Santana also revealed two community police officers are assigned to the school.

“Up to last week they visited the school and no mention was made of that matter,” he said.

Ramatali yesterday told Newsday she felt like the messenger who was shot and no one was listening to her message. “The ministry is trying to cover up the issue,” Ramatali said.

She went on to ask, “How come the Ministry of Education doesn’t know about the issue when the FPA, UNFPA, Ministry of Gender, Youth and Child Development know?”

She said she has numerous pieces of correspondence on her desk from PTAs across the country expressing concerns about rising teenage pregnancies. The Ministry of Education, she said, has refused to meet with the NPTA over issues affecting schools. The last time they met with Gopeesingh was two years ago.

Ramatali said, “In the St George Education district, there are four students pregnant, one last term and three this term. It is the parents who are bringing it to our attention. There is a school where an area is known as ‘lovers lane’. Form Four students are the ones involved. In Sangre Grande, in Mayaro all over, parents are crying out for help. There needs to be a review of the secondary school curriculum, there is the need to ensure sexual and reproductive health education. Nobody is being held for impregnating girls.”

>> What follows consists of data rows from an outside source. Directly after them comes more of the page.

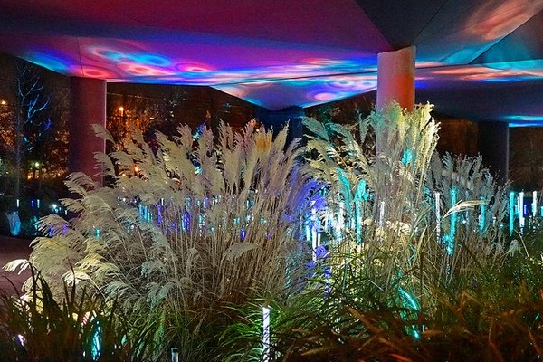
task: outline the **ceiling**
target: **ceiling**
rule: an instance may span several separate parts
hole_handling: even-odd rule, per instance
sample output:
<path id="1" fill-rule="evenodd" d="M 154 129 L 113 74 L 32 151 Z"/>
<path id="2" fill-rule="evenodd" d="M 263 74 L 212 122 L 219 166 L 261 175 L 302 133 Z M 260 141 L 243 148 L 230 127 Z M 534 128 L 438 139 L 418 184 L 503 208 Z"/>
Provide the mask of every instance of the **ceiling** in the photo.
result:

She continued, “If I perish as the president, then so be it, but I am prepared and I will be fearless in advocating this cause of sex education in schools.”

Executive Director of the Family Planning Association (FPA), Dona Da Costa-Martinez, yesterday offered her organisation’s fullest support in NPTA’s fight to have sex education a part of the schools’ curriculum.

She said, “This is not a matter to be swept under the carpet and FPA stands behind the NPTA in order to ensure that this matter is ventilated and a proper system of education is in place to address the sexuality needs of our young people.”

She continued, “Family Planning believes it is time. For years we have been championing the cause and we need all the other stakeholders to come on board and to call on the Ministry of Education to look at that curriculum again and to see whether it meets the needs of the young people.

“It is also important to state that sexuality education is far too important to be left to slow diffusion of information and misinformation that young people will acquire from movies, from music from televison, social media and each other.”

In the case of the pregnant teenagers, Da Costa-Martinez told Newsday that FPA was made aware of the issue after they were contacted by the United Nations Fund for Population Activity (UNFPA) on whether or not the FPA had intervened in the matter.

“They wanted to know if we had intervened and we were able to tell them we did and that we had partnered with the Mon Repos Community Police Caravan when they visited the school,” she said.

Da Costa-Martinez said the issue of teenage pregnancy is not new, as it happens all the time in primary and secondary schools, “but if we continue to sweep this issue under the carpet we are doing more harm to our children.”

Referring to the incident with Helen Bartlett who flogged her 12-year-old daughter after she posted pictures on social media, Da Costa-Martinez said she saw a mother who was afraid that her daughter would become pregnant.

“So therefore what are we doing to make sure parents have the information so that they could provide adequate support to their children when they reach the age of puberty?” she asked.